The Justiciar’s head turned by inches toward the dowager’s chair. “My understanding is that your son was hanged for murder, madam, not treason. However, that matter is not in question here. Nor, as a woman, are you permitted to speak in this court. Address your remarks through your counselor.”

The intervention had caused a flurry among the lawyers surrounding the dowager’s chair, the eldest among them speaking urgently into her ear. He put a warning hand on her shoulder, but, with one white finger, the dowager flicked it away.

The Chief Justiciar hadn’t finished. “Master Thomas, your client has been summoned three times to attend before us, and only now has she appeared.”

“I do not recognize the authority of this court.” Again, the dowager’s voice rang out.

This time Master Thomas’s hand clamped on the woman’s shoulder and would not be removed. “My lord, my client begs your mercy. The procedure is new to her, as indeed it is to us all. Her age confuses her.”
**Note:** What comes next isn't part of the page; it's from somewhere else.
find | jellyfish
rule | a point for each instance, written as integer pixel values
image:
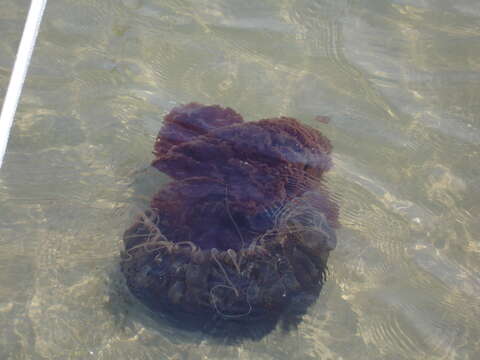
(244, 228)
There was a murmur of sympathy from the crowd; liked or not, the dowager was a woman of Somerset, a county that regarded even the adjoining Devonshire as a foreign land. “What you at?” somebody cried out, “comin’ down from Lunnon to bully that poor old soul.”

De Luci ignored the shout. “And now, Sir Richard…”

“Dear God, here it comes.” Emma’s grip on Adelia’s arm became painful. “The second question.”

“… can you attest that the plaintiff is the heir to Lord Ralph of Wolvercote?”

There was a shifting among the jurors in the box.